C’était vrai : elle la confondait avec ses fils dans son affection, cette fillette qui ressemblait à sa mère, dont elle avait déjà la grâce vive et plaisante et le rire facile…
Mme Chenevray, se penchant à la fenêtre, la regarda jouer : l’enfant commandait aux deux garçons qui se disputaient ses ordres et qu’elle traitait sans ménagement, comme si elle connaissait par avance le pouvoir de la femme. Mais Mme Chenevray ne vit là qu’un tableau de bonne harmonie.
— Elle sera séduisante comme ma chère Mathilde, conclut-elle simplement, – et n’était-ce point la chose la plus naturelle du monde ?
Comme elle laissait errer ainsi sa surveillance, elle vit la porte du jardin s’ouvrir. Un jeune homme entra qui s’arrêta un instant devant le petit groupe, et même souleva Juliette de terre pour l’embrasser. Mme Chenevray, avant de se rejeter en arrière pour ne pas être aperçue, reconnut M. Émagny, et en ressentit, avant de se l’expliquer, une impression pénible. Pierre Émagny avait été l’occasion de l’une des rares discussions qui eussent éclaté entre les deux sœurs : comme il avait flirté toute une soirée avec Mathilde, Marthe crut devoir avertir sa cadette de l’excès de cette préférence, et celle-ci, qui d’habitude prenait avec gentillesse ces observations amicales, s’était révoltée et l’avait accusée d’être jalouse. Deux ans avaient passé depuis cette petite scène sans importance, mais elle ne l’avait pas oubliée. Et le départ récent du jeune homme qui, attaché au ministère des affaires étrangères, avait été envoyé à Rome, ne lui avait pas été désagréable.
Elle pensa :
« Il est de passage à Paris. Il vient faire sa visite de condoléances. Voici près d’un mois que Mathilde est morte. Ces gens de plaisir redoutent les maisons de deuil. Qu’il se rassure : je ne reçois pas aujourd’hui. »

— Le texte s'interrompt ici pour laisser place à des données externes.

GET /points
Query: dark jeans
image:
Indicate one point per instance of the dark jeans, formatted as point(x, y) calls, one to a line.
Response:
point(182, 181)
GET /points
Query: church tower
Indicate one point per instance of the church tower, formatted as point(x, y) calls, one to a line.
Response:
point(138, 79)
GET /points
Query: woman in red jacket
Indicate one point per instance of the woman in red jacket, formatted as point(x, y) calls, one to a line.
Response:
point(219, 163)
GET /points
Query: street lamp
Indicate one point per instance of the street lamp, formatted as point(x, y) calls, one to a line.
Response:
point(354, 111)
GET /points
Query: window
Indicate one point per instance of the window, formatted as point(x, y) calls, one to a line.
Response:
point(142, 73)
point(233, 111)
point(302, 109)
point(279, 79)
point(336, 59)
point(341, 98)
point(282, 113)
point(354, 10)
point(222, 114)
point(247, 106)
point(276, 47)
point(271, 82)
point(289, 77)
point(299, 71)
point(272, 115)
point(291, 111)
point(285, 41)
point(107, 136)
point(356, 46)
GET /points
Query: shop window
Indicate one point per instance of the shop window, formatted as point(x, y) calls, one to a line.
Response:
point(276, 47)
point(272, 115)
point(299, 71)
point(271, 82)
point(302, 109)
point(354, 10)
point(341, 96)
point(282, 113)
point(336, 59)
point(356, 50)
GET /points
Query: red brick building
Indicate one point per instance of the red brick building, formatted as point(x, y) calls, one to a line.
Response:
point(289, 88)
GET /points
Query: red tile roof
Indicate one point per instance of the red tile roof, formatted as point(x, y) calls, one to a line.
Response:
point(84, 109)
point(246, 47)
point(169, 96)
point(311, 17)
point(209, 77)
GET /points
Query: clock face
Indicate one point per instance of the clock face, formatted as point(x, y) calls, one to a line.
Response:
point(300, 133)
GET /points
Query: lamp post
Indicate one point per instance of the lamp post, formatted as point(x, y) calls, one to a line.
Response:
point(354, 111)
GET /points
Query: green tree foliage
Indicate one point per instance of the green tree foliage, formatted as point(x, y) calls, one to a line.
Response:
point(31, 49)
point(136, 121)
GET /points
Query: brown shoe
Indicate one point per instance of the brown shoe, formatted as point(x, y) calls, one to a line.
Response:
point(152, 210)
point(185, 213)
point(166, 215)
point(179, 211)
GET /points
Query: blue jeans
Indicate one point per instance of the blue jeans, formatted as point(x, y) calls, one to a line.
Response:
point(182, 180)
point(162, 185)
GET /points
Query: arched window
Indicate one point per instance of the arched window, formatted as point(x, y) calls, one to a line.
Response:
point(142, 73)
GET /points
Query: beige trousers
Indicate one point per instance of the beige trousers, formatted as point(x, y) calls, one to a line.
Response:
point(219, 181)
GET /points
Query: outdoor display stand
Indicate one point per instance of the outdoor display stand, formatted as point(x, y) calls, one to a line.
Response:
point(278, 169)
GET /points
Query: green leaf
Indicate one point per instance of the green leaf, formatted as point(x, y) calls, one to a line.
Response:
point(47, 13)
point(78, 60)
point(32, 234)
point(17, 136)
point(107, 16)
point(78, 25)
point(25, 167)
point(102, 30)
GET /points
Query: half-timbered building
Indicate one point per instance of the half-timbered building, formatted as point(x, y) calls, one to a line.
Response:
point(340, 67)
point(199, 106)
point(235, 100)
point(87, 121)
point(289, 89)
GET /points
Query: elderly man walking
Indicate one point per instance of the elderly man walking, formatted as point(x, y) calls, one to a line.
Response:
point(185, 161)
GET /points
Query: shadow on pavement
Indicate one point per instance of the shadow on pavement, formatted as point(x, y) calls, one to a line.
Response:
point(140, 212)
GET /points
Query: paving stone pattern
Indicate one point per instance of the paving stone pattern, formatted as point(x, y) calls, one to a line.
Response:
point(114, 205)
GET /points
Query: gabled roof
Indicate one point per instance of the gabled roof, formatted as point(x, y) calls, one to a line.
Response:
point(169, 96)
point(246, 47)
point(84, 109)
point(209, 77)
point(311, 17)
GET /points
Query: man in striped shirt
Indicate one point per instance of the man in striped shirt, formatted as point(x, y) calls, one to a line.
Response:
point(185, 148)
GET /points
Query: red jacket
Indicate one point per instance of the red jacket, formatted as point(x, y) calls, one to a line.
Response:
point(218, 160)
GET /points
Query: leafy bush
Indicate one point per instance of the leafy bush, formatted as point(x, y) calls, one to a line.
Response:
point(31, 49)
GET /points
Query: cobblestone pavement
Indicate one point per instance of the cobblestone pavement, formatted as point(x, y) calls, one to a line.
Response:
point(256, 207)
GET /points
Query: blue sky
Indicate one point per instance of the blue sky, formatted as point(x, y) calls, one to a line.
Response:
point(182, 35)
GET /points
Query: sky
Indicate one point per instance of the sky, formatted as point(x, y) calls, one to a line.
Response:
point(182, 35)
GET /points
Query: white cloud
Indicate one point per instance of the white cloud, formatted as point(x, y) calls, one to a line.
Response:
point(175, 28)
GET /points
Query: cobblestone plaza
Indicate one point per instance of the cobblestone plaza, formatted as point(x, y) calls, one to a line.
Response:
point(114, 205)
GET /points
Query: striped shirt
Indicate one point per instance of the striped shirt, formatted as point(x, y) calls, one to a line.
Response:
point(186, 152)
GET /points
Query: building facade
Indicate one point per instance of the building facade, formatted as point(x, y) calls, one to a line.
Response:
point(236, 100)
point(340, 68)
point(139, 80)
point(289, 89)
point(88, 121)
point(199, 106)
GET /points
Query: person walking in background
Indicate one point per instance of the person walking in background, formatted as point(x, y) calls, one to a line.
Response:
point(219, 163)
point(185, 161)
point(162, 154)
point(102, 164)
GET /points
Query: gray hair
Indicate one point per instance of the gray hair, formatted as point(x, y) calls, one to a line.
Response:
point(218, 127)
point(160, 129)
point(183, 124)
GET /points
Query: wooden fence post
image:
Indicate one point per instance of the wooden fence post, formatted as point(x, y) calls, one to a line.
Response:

Quelques minutes s’écoulèrent. Revenue près de la fenêtre, elle s’étonna de ne pas voir le jeune homme s’éloigner.
« Il ne s’en va pas », songea-t-elle impatiemment.

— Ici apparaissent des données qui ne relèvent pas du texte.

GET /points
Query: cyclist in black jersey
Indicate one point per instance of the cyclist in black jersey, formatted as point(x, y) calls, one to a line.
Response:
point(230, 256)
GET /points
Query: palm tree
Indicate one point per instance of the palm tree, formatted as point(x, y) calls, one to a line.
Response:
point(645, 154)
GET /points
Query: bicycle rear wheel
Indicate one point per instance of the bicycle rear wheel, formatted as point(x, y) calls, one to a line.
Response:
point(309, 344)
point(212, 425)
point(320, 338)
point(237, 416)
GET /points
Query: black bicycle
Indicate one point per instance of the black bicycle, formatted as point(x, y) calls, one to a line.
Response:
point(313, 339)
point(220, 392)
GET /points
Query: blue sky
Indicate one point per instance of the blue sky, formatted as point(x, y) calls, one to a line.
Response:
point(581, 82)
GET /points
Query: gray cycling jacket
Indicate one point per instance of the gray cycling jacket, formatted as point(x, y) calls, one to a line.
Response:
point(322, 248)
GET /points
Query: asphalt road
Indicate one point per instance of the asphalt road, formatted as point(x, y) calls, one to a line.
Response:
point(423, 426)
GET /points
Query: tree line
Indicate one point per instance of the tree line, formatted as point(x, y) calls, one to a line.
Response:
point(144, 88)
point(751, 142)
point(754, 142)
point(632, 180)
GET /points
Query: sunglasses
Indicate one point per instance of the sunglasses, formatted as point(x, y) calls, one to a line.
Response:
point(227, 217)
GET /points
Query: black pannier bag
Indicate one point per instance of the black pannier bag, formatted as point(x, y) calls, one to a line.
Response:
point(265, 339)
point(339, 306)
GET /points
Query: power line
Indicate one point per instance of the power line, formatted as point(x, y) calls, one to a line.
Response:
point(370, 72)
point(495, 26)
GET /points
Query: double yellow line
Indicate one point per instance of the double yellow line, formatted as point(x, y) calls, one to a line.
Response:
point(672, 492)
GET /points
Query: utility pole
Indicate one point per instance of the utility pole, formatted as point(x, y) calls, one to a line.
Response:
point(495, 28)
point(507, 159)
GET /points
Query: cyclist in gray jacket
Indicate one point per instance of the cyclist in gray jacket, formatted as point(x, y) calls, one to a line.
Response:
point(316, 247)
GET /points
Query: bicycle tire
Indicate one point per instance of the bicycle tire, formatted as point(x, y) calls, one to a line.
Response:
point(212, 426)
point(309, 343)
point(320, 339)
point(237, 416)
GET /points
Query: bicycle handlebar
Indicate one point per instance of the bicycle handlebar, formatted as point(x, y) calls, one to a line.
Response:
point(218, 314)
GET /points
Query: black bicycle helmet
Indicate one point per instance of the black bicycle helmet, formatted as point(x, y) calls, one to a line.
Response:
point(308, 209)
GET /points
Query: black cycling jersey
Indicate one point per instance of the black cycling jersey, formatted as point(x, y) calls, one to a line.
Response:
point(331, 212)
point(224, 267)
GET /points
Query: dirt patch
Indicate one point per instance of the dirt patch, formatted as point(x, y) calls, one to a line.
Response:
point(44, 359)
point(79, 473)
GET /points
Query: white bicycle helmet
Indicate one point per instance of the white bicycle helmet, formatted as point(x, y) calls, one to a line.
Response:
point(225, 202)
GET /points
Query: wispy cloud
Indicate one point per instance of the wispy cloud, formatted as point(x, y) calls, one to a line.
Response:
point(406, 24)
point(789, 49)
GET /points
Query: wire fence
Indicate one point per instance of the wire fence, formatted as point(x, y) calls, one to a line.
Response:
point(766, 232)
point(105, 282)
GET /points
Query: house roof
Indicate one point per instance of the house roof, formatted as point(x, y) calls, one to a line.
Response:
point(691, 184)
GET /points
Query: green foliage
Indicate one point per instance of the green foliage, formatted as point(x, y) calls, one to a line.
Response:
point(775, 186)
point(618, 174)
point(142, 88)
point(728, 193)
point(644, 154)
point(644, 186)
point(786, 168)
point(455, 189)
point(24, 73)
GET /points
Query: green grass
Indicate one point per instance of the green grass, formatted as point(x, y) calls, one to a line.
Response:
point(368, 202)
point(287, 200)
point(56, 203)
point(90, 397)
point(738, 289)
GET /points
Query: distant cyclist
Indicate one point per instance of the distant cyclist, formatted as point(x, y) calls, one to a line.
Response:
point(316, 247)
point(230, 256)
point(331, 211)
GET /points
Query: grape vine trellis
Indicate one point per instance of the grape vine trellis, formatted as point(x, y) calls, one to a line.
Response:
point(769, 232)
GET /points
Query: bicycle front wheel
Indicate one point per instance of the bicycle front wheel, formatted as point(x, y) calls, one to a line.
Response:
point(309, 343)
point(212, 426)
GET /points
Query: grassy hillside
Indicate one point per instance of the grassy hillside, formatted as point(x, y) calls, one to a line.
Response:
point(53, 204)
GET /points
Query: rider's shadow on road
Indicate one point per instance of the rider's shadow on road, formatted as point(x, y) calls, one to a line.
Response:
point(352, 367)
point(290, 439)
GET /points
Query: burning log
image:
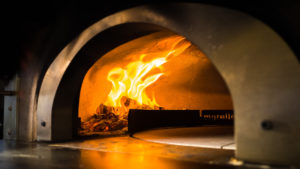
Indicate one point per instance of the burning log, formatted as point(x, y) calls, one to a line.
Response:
point(108, 118)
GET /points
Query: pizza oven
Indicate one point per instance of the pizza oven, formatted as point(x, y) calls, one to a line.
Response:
point(170, 69)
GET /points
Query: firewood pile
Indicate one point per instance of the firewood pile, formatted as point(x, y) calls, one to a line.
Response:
point(108, 118)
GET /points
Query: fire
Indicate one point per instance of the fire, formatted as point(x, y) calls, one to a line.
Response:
point(132, 80)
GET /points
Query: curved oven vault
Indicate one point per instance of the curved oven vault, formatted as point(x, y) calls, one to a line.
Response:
point(260, 70)
point(179, 77)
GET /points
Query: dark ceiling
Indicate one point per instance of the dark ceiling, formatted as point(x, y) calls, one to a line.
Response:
point(28, 27)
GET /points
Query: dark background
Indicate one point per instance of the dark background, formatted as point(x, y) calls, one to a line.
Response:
point(39, 30)
point(29, 27)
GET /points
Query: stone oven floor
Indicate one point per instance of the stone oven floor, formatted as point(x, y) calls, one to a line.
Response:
point(218, 137)
point(114, 153)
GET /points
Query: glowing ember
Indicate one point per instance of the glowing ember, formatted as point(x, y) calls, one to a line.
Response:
point(129, 84)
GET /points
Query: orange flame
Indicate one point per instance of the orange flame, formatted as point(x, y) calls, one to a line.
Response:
point(132, 80)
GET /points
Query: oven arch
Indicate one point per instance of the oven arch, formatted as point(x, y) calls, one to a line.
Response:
point(240, 47)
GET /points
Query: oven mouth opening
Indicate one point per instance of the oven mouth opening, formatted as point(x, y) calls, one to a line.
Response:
point(157, 81)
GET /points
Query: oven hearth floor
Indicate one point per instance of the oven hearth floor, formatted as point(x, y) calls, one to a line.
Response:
point(218, 137)
point(121, 152)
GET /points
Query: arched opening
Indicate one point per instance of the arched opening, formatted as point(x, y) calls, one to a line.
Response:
point(239, 46)
point(160, 71)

Le valet de chambre frappa, entra et lui remit un carton non corné :
Pierre Émagny.
2, avenue Hoche.
À sa grande surprise, il ajouta cette explication :
— M. Émagny insiste pour être reçu.
— Vous avez répondu que j’étais sortie ?
— J’ai répondu selon les instructions de Madame.
— Quelles instructions ?
— En l’absence de Monsieur, Madame m’a donné l’ordre de la prévenir si l’on avait une communication urgente à faire à Monsieur.
M. Chenevray n’avait confiance que dans sa femme pour l’avertir de l’état de ses affaires dans le cas où elles réclameraient sa présence immédiate et l’obligeraient à raccourcir ses voyages.

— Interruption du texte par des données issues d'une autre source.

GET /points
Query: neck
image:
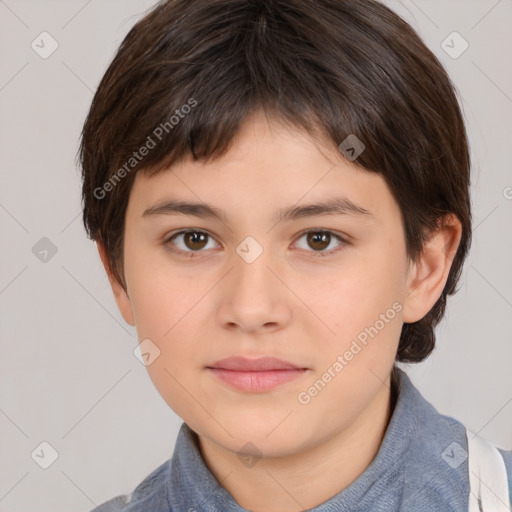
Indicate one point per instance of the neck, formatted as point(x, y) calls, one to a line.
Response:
point(304, 480)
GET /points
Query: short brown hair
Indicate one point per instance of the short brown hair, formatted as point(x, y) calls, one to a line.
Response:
point(330, 67)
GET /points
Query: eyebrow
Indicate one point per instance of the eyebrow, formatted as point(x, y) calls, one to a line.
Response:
point(335, 206)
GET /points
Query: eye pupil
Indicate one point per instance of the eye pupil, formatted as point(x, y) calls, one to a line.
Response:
point(319, 238)
point(194, 237)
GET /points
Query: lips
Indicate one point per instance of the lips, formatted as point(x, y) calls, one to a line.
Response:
point(255, 375)
point(262, 364)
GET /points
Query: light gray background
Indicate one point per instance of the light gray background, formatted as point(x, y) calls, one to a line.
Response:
point(68, 374)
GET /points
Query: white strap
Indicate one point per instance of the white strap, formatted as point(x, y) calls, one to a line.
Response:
point(487, 476)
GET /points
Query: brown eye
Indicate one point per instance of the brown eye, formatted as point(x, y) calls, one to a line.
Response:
point(320, 242)
point(190, 241)
point(195, 240)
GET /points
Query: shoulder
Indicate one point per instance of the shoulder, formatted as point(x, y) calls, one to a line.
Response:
point(507, 457)
point(150, 494)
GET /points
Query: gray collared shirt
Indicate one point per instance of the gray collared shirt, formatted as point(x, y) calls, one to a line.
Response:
point(418, 468)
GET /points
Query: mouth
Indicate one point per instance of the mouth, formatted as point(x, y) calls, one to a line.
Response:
point(255, 375)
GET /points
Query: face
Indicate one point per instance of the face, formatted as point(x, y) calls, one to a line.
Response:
point(320, 290)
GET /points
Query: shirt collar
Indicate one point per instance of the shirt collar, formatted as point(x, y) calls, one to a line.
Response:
point(190, 479)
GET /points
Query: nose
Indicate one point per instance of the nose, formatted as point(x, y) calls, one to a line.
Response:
point(253, 296)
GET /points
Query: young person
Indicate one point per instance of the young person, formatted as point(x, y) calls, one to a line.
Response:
point(279, 192)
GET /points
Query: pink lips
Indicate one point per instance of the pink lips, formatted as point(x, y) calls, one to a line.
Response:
point(255, 375)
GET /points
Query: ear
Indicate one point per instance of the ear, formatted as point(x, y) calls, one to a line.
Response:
point(428, 275)
point(122, 299)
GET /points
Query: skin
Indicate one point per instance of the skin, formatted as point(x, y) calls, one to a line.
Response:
point(291, 303)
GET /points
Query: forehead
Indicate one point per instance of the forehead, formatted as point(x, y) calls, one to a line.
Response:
point(268, 167)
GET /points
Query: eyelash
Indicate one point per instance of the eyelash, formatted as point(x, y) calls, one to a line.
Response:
point(191, 254)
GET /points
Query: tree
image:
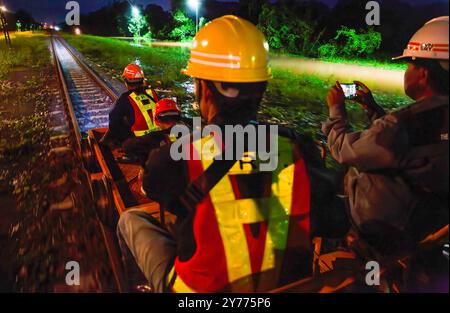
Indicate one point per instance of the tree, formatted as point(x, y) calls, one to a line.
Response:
point(137, 25)
point(286, 32)
point(19, 26)
point(184, 27)
point(158, 19)
point(348, 43)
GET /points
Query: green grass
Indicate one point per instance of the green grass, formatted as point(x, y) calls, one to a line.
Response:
point(296, 100)
point(27, 51)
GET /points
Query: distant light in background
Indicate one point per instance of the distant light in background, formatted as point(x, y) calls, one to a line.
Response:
point(135, 11)
point(194, 4)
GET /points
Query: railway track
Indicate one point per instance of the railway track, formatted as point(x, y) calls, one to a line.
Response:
point(86, 103)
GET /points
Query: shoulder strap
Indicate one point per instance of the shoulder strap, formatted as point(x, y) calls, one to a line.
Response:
point(149, 92)
point(197, 190)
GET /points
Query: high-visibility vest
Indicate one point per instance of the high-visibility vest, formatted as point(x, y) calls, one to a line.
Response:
point(228, 255)
point(144, 108)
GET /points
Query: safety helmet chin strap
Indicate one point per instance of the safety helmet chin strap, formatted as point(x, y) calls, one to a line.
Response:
point(229, 92)
point(444, 65)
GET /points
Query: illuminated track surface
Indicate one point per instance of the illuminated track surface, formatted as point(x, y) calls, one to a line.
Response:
point(90, 97)
point(88, 100)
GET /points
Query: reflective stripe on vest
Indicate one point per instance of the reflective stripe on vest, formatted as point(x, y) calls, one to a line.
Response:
point(225, 233)
point(143, 106)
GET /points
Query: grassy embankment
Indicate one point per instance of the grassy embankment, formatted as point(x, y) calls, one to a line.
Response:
point(293, 98)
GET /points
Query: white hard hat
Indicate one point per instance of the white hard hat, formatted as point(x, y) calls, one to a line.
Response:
point(429, 42)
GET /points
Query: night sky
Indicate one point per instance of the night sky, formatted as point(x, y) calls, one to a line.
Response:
point(54, 10)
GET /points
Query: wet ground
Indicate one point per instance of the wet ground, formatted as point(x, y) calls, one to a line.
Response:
point(46, 209)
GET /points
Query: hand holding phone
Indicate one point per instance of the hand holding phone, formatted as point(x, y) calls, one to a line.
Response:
point(349, 90)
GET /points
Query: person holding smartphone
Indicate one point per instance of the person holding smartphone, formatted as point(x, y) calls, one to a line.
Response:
point(397, 182)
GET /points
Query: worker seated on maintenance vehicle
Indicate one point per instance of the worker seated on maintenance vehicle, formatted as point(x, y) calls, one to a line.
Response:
point(167, 115)
point(397, 184)
point(133, 113)
point(240, 226)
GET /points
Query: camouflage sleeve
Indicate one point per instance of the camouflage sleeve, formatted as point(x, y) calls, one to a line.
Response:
point(370, 149)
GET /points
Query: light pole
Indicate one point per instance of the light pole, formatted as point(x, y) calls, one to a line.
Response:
point(3, 25)
point(194, 4)
point(136, 15)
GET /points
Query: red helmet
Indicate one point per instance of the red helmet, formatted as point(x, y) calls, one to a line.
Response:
point(166, 107)
point(133, 73)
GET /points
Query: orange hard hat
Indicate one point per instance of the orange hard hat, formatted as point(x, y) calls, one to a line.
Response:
point(133, 73)
point(166, 107)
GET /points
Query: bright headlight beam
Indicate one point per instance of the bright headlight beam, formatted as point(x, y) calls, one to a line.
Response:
point(135, 11)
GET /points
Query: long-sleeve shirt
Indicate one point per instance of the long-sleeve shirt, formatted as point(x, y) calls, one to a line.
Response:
point(397, 184)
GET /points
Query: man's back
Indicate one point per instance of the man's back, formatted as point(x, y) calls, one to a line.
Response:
point(313, 191)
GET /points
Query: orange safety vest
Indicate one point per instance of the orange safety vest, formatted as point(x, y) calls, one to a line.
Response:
point(228, 255)
point(144, 107)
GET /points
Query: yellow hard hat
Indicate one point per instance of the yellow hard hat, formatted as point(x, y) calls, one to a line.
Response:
point(229, 49)
point(429, 42)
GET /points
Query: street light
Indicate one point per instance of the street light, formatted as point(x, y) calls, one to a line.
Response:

— M. Émagny a demandé Monsieur ?
— Oui, madame. Il a paru très contrarié de ne pas le rencontrer. Il a dit : « C’est impossible, il faut que je lui parle. » Il le croyait à Paris, et il voulait l’attendre. Il ne s’en allait pas. Il a répété : « C’est une chose très importante pour M. Chenevray. » Alors je lui ai proposé de parler à Madame. Il a voulu partir, puis il s’est ravisé.
Un peu étonnée, Mme Chenevray renvoya le zélé domestique :
— C’est bien. J’y vais.
Pierre Émagny n’avait, ne pouvait avoir aucunes relations d’affaires avec M. Chenevray. Il s’agissait donc d’autre chose. Agitée d’un sombre pressentiment et, d’instinct, songeant à la morte, comme si la terre ne la protégeait pas assez, elle rejoignit le jeune homme au salon.